Creating a Mathematical Knowledge Graph Using Lean 4’s Mathlib Library

9 min readSep 20, 2024

1. Introduction

Lean 4 is a computer-assisted proof system, also known as an interactive theorem prover, used for the formal verification of mathematical theorems or the correctness of computer programs. Mathlib is the mathematical library for Lean 4, supported by an active development team that includes many mathematicians and computer scientists. This system has been applied to cutting-edge mathematical research; for example, a key theorem in condensed mathematics was successfully verified using the Lean system during the liquid tensor experiment initiated by Fields Medalist Peter Scholze. This project builds a knowledge graph based on Lean 4, consisting of the following components:

Data Acquisition
Graph Design
Graph Visualization
Model Training and Inference Based on the Graph

2. Construction and Visualization of the Lean Knowledge Graph

2.1 Data Acquisition and Organization

The mathematical library mathlib4 for the interactive proof system Lean 4 can be obtained from GitHub. After installing Lean 4, mathlib4 can be compiled, and then the doc-gen4 tool can be used to generate documentation in HTML format. The documentation for mathlib4 includes all mathematical objects defined in the library, with the main types being:

def (mathematical definitions)
abbrev (abbreviations, which can be automatically expanded)
structure (similar to data structures in programming languages)
class (in type theory, supports typeclass inference)
instance (for example, the natural number type as an instance of a “monoid”)
inductive (recursive definitions)
axiom (axioms)
lemma (lemmas)
theorem (theorems)

To extract information such as the names of these mathematical objects, their hierarchical relationships, connections, and natural language descriptions, the Python library BeautifulSoup is used to analyze the HTML documents and convert them into JSON format.

Figure 1: JSON Hierarchical Structure of a Theorem

2.2 Graph Design

Based on the obtained JSON data, the tree structure of the JSON data is illustrated in Figure 1. The following definitions are made according to its structural characteristics:

Entity Definitions:

Entity Name: The value corresponding to the name field in each JSON entry

Attribute: The value corresponding to the kind field in the JSON
Node Type: Node
Explanation: Each mathematical theorem is defined as an entity with its name, and its type kind serves as the node’s attribute.

Entity Name: [Node_name]’s description

Attribute: The value corresponding to the description field in the JSON
Node Type: Description
Explanation: A corresponding description node is created based on the description associated with each theorem.

Entity Name: [Node_name]’s attribute

Attribute: The value corresponding to the attribute field in the JSON
Node Type: Attribute
Explanation: A corresponding attribute node is established based on the attributes associated with each theorem.

Entity Name: Names from the Class_fields list

Node Type: Field
Explanation: A corresponding field node is created based on the fields associated with each theorem.

Entity Name: Names from the Classparent list

Node Type: Parent
Explanation: A corresponding parent node is created based on the theorem’s inheritance relationship.

Figure 2: Visualization of the Knowledge Graph

Relationships Definitions:

Relationship Name: “HAS_LINK_TO”
Explanation: Represents the relational connection between definitions and theorems.
Relationship Name: “HAS_ATTRIBUTE”
Explanation: Indicates that a theorem possesses its corresponding attribute.
Relationship Name: “HAS_DESCRIPTION”
Explanation: Indicates that a theorem has its corresponding description.
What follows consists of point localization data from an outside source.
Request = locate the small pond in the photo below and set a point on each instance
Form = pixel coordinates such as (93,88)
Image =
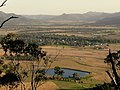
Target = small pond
(69,72)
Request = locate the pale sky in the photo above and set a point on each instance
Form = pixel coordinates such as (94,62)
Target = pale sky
(54,7)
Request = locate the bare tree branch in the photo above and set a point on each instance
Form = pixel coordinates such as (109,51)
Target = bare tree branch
(7,20)
(3,4)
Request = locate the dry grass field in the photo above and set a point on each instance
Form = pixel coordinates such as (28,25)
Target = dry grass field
(80,58)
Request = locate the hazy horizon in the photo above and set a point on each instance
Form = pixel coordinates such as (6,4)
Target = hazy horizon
(58,7)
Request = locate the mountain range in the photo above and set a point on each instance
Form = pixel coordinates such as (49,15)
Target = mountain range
(95,18)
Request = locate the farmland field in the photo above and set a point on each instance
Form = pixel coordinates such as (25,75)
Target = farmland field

Some theorems may not have a corresponding description.
Relationship Name: “HAS_FIELD”
Explanation: Indicates that a theorem has its corresponding field.
Relationship Name: “EXTENDS_TO”
Explanation: Indicates the parent class of a theorem, showing that the current theorem is inherited from its parent theorem.

Using the definitions above, Python is employed to parse each entry in the JSON data and construct the knowledge graph, which is ultimately saved to a Neo4j graph database to complete the preliminary construction of the graph. Due to the extensive content of the graph, only a portion is selected for visualization, as shown in Figure 2.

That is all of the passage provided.